A further benefit of the HRM approach was that the sequence type results assigned by the HRM assays were largely unaffected by sequence variation in the regions flanking the targeted mutations. Mismatches were observed in the HRM assay primer targets for several isolates, yet this did not result in the assignment of an incorrect sequence type by the HRM method. This can be attributed to the fact that upon amplification the primer sequences are incorporated into the resulting PCR product, and therefore, a PCR product can differ in its sequence composition only if the sequences internal to the primer targets are different. This is in contrast to probe-based methods, for which we have previously shown that unexpected sequence variations can have a significant impact on hybridization probe-based assays, given that these methods require a relatively large region of conserved sequence (generally about 50 bases) to accommodate both probes (28). It is highly unlikely that a hybridization probe-based approach would have been suitable for many of the targeted mutations in this study, given the extent of the sequence variation observed. The only obvious impact that sequence variation in primer targets did have on the HRM assays was for isolates with the previously described mosaic penA sequence and those with the porB1a genes, which failed to be amplified in the penA 345A and porB HRM assays, respectively. We do not consider this to be a major limitation, given that these isolates were identified as variants by the HRM methods, enabling them to be flagged for DNA sequencing or testing by an alternative detection method. It should be noted that unexpected mutations in primer targets do have the potential to affect the accuracy of allele-specific PCR results. However, such problems were not observed in this study, presumably because the two mutations that were observed in the forward primer of the mtrR promoter allele-specific PCR (Table (Table3)3) were not in the extreme 3′ end of the primer.
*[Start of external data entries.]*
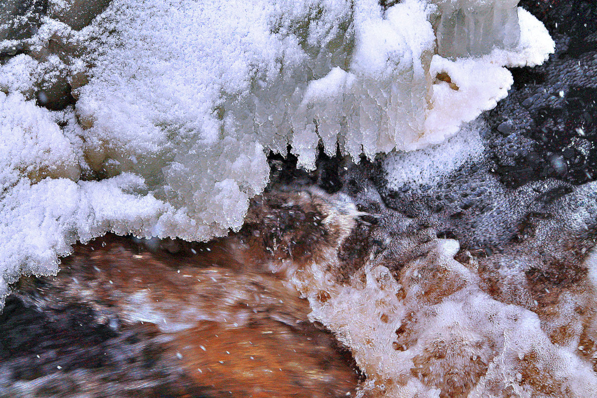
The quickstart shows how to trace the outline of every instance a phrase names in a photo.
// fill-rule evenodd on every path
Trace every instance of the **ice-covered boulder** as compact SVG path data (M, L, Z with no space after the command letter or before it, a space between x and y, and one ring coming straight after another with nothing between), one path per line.
M237 230L267 184L267 150L290 144L312 168L319 143L358 159L441 142L506 95L503 66L540 63L553 45L497 0L55 1L45 16L29 5L39 29L0 42L4 114L42 115L30 134L62 134L52 150L67 143L75 161L30 157L2 181L6 281L54 272L52 254L107 230L201 240ZM20 119L0 121L18 136ZM72 206L55 200L61 184ZM119 199L87 196L103 189Z

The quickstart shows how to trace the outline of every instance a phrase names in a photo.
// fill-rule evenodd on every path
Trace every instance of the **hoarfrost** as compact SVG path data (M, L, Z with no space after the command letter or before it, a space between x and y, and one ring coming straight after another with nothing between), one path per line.
M53 0L11 20L13 2L0 14L5 285L107 230L238 230L267 149L290 144L312 168L320 142L354 159L441 143L506 95L502 66L553 51L510 0Z

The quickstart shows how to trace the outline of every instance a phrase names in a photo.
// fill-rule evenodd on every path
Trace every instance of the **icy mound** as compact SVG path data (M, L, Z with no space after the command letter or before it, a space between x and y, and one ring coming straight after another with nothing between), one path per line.
M312 168L319 143L353 159L440 143L506 95L502 66L553 50L507 1L454 3L445 18L448 3L425 0L57 0L45 16L36 4L0 14L5 282L55 271L53 253L109 230L237 230L267 149L290 144ZM438 55L436 35L462 32L466 54Z

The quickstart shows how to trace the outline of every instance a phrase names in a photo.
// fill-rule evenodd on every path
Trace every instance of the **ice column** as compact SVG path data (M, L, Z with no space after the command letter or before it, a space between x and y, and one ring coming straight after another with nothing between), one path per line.
M494 47L518 44L519 0L433 0L439 15L434 28L442 57L481 55Z

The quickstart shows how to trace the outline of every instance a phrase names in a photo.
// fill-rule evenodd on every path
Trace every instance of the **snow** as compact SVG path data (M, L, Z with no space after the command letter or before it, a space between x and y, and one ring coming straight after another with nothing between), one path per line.
M50 2L61 21L42 18L19 42L26 54L0 66L0 295L108 230L196 240L237 230L267 183L269 149L290 143L309 169L320 141L357 161L444 141L506 95L503 66L553 51L511 2L471 4L518 15L519 35L509 17L491 45L454 58L436 54L442 1ZM100 11L69 24L69 13ZM70 88L73 107L35 102L64 101Z

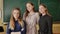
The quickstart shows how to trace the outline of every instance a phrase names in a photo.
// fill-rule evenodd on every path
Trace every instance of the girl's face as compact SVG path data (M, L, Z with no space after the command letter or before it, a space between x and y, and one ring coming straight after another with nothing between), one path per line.
M18 19L18 17L19 17L19 10L13 10L13 17L15 19Z
M28 10L29 12L32 11L33 8L34 8L34 6L31 5L30 3L27 3L27 4L26 4L26 7L27 7L27 10Z
M40 6L39 6L39 12L40 12L41 14L43 14L43 13L46 13L45 11L46 11L46 8L45 8L44 6L42 6L42 5L40 5Z

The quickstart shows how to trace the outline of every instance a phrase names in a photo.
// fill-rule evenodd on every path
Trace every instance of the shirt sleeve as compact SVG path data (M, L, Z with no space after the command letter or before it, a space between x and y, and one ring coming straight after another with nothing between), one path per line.
M7 25L7 32L6 32L6 34L10 34L11 33L11 29L9 29L9 23L8 23L8 25Z
M26 22L25 21L23 21L24 22L24 27L22 28L23 30L22 30L22 34L26 34Z
M52 34L52 22L53 22L52 17L48 18L47 22L48 22L48 29L49 29L48 34Z
M23 20L25 20L25 13L23 14Z

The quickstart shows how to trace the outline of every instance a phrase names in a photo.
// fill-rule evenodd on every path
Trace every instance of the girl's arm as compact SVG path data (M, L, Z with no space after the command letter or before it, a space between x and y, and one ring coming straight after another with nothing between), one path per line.
M52 22L53 22L53 20L52 20L52 17L49 17L48 19L47 19L47 22L48 22L48 34L52 34Z
M7 32L6 32L6 34L10 34L11 33L11 30L9 29L9 23L8 23L8 25L7 25Z
M21 30L22 34L26 34L26 22L24 21L24 27Z

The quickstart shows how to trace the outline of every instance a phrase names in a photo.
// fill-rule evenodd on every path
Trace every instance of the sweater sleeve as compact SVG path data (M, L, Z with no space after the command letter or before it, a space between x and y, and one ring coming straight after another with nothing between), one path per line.
M47 19L47 22L48 22L48 34L52 34L52 17L48 18Z
M24 27L23 27L23 31L21 33L26 34L26 22L25 21L23 21L23 22L24 22Z
M6 32L6 34L10 34L11 33L11 29L9 29L9 23L8 23L8 25L7 25L7 32Z

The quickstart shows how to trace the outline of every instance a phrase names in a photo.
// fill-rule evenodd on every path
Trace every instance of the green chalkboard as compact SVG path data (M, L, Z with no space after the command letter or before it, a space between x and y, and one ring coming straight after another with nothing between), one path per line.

In conclusion, we found that the heat denaturation DNA preparation method combined with SYBR green-based real-time PCR offers a simple, rapid, and inexpensive means of detecting N. gonorrhoeae mutations associated with antimicrobial resistance. The use of this approach has the potential to enhance public health-based surveillance for antimicrobial resistance in gonococci and to further our currently incomplete understanding of gonococcal genetic resistance mechanisms and the relationships between the different molecular changes and their effects on phenotypic resistance. Furthermore, we believe that these methods could be applied in other settings for the detection of polymorphisms associated with phenotypes of interest in microbiology and other areas of genetic research.
Published ahead of print on 15 June 2009.